綺麗な噴水に整備された水路。水は透き通り、太陽光をキラキラと反射している。

「…あれ?」
「どうかしましたか?」
「うん…なんか、街の人達、元気なくない?」

何だか、どんよりしていると言うか、明らかに体調が悪そうに見える。それも一人や二人なら分かるが、目に映る人ほぼ全員なのだ。

「これは…。」
「うーん…。とりあえず、依頼所に行ってみようか…?あ、すみませーん!」

道を歩いていた人に声をかけ、依頼所の場所を教えてもらう。が、やはり元気がない。一体どうしたと言うのだろう。

「セイン…。」
「用心していた方が良さそうですね…。」

◇◇◇◇◇◇◇◇◇◇

依頼所の扉を開けると、やはり皆一様に顔色が悪かった。ここまで来ると事態は深刻だ。私はすぐさま受付の女性に声をかける。

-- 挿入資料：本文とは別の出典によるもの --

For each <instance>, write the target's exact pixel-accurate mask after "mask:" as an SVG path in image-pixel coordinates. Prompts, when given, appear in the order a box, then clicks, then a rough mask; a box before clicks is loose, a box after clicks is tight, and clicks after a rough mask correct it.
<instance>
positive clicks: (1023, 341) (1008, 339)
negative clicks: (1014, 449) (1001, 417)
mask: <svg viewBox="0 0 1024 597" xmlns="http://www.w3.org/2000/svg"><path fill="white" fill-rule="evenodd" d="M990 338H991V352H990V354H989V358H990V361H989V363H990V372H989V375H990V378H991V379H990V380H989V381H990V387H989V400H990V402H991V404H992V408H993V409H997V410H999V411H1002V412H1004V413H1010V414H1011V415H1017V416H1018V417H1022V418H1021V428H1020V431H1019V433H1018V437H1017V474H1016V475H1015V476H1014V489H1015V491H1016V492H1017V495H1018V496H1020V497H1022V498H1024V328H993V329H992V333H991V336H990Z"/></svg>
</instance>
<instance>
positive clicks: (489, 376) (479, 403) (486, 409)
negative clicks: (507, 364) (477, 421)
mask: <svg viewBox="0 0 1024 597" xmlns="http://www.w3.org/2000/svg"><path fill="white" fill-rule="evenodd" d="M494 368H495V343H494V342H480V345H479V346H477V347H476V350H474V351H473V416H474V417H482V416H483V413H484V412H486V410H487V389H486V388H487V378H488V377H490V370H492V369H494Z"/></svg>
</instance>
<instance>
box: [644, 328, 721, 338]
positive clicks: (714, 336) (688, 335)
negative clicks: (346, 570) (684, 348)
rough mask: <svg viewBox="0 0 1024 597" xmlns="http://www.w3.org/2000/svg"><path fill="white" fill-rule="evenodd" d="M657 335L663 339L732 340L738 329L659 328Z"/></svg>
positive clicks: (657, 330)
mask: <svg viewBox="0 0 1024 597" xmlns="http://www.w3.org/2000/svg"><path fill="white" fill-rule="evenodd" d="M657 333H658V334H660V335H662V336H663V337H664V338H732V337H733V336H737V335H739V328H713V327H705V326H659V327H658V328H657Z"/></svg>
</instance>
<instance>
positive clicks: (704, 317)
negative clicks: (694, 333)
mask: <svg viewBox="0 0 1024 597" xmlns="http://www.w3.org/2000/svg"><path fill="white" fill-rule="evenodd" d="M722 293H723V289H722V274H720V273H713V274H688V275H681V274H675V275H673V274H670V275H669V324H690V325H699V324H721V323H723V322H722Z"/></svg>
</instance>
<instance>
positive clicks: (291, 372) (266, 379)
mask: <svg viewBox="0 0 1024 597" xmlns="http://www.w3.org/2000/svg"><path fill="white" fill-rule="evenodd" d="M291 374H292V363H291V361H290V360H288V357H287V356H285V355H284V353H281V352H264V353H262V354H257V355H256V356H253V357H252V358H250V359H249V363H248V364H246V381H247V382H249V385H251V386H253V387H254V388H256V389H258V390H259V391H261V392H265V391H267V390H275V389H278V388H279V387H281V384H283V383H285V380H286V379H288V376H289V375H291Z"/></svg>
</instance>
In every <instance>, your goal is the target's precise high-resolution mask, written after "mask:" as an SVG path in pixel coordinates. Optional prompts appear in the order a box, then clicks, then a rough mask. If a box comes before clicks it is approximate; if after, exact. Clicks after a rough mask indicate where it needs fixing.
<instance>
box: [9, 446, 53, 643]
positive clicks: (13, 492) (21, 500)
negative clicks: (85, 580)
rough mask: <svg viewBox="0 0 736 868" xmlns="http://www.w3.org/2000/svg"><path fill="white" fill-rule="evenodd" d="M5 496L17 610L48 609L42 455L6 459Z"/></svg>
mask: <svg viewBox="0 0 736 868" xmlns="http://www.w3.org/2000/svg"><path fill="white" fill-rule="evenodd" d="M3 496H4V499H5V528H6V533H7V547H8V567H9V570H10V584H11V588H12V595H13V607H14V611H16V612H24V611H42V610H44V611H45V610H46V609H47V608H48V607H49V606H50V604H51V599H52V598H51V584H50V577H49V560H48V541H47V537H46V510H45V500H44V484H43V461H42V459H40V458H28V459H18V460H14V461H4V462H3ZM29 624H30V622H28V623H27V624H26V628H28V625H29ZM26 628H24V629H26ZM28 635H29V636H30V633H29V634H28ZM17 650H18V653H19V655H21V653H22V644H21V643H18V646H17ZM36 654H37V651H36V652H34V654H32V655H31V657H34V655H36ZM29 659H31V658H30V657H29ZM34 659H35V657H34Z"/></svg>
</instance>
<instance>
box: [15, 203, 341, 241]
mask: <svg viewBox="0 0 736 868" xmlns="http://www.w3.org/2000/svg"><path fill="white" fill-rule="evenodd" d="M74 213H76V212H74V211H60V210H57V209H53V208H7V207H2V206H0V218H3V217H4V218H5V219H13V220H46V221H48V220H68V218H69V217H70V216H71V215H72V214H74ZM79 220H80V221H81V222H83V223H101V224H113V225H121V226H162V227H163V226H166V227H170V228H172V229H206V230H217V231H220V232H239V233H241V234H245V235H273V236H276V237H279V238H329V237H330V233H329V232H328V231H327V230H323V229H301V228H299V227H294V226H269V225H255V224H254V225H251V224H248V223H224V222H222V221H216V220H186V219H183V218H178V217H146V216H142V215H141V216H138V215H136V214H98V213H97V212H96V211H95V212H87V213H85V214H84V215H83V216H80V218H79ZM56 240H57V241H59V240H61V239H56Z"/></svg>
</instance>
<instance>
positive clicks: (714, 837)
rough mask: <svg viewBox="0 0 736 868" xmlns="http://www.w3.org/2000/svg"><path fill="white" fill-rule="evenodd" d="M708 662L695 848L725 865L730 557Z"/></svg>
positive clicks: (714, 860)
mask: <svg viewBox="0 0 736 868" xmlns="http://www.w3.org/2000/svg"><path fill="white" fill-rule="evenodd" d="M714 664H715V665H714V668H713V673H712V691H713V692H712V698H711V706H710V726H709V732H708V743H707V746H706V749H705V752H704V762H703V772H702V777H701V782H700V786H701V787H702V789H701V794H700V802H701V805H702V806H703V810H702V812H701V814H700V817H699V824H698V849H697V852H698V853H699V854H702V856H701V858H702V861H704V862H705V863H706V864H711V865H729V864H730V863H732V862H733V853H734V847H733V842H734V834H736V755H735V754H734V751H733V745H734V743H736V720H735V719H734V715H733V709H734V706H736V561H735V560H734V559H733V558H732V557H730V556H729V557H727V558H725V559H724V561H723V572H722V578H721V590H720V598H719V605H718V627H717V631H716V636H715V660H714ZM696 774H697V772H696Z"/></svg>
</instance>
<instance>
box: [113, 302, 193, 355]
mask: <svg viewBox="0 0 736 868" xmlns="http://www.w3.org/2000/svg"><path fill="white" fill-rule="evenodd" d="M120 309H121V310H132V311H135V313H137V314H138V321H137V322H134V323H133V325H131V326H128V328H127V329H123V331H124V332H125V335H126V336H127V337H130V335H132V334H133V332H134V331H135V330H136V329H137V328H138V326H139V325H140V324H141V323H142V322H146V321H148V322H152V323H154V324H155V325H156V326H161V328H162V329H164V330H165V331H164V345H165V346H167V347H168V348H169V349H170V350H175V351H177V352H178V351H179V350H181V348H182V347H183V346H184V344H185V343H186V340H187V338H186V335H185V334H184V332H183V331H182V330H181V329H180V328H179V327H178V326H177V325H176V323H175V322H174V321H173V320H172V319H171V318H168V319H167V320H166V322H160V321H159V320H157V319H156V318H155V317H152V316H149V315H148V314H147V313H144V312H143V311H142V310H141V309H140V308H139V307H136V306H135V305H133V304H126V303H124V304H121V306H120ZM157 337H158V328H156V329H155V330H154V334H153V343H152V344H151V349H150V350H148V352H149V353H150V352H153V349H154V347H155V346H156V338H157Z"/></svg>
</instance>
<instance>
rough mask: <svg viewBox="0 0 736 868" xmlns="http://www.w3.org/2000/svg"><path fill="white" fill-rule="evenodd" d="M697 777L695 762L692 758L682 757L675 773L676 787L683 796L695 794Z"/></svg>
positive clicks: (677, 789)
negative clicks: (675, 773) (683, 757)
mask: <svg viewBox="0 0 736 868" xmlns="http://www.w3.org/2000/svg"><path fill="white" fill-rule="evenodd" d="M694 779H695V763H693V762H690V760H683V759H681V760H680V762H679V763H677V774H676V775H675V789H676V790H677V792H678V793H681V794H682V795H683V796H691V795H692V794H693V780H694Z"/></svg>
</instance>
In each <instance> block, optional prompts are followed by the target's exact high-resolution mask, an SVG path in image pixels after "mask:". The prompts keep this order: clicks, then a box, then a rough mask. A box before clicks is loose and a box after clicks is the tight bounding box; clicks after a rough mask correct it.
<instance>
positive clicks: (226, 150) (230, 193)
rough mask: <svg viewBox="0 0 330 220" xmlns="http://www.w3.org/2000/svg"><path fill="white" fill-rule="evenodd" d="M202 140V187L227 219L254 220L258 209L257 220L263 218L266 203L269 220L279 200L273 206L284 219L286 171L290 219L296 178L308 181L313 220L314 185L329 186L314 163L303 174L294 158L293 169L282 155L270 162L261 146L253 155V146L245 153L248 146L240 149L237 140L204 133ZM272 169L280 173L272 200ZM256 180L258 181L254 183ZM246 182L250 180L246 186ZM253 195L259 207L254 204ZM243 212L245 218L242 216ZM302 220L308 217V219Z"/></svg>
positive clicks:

「あの、すみません。今日この街に来たばかりなんですけど、何で皆さんこんなに元気がないんですか?」
「ああ…。それがよく分からないのよね…。六日ほど前からチラホラと、何となく倦怠感を感じる方が居たんだけど、今では街のほとんどの人がこうなのよ。何か疫病じゃないかって、お医者様や学者さんに調査を依頼してるんだけど、なかなか良い報告がなくて…。」
「そうですか…。」

原因がわからないようでは対処のしようも無いだろう。心苦しいが、私達ではどうすることも出来ない。専門家でさえ解明できないことを一般人が分かるはずもない。

「それじゃあ、あの、人探しをしているんですが…。私と同じ髪色と目をした男の子で、銀色のレイピアを持ってるんですが…。」
「うーん…有り触れている特徴だから確証はないけど、それなら丁度六日前までここに出入りしてたわよ?」
「…え!?」

なんと、今まで全く手がかりがなかったのにここに来て大当たりを引いたらしい。

「その子、何処に行くとか言ってませんでしたか!?」
「いいえ、何も聞いてないわ。ただ…以前ハジュワー子爵家に入る所を見たって話を聞いたわね。」
「子爵家、ですか?」
「ええ。ハジュワー子爵なら、何か知ってるかもしれないわね。でも、そう簡単には会えないわよ?」
「…そうですよね…。でも、情報ありがとうございます!」
「ええ、頑張ってね。」

やっと、やっとだ。リュセの手がかりが目の前にぶら下がっている。貴族家相手だからと言って退く道理はない。

「セイン、ハジュワー子爵について調べてみよう。」
「そう言うと思いました。子爵について調べるなら、高級住宅街に行った方が良いかもしれませんね。あそこは噂好きの女性の巣窟ですから。」

巣窟って…。でもまあ、確かに。納得した私は、エアピックで会話を盗み聞くことにした。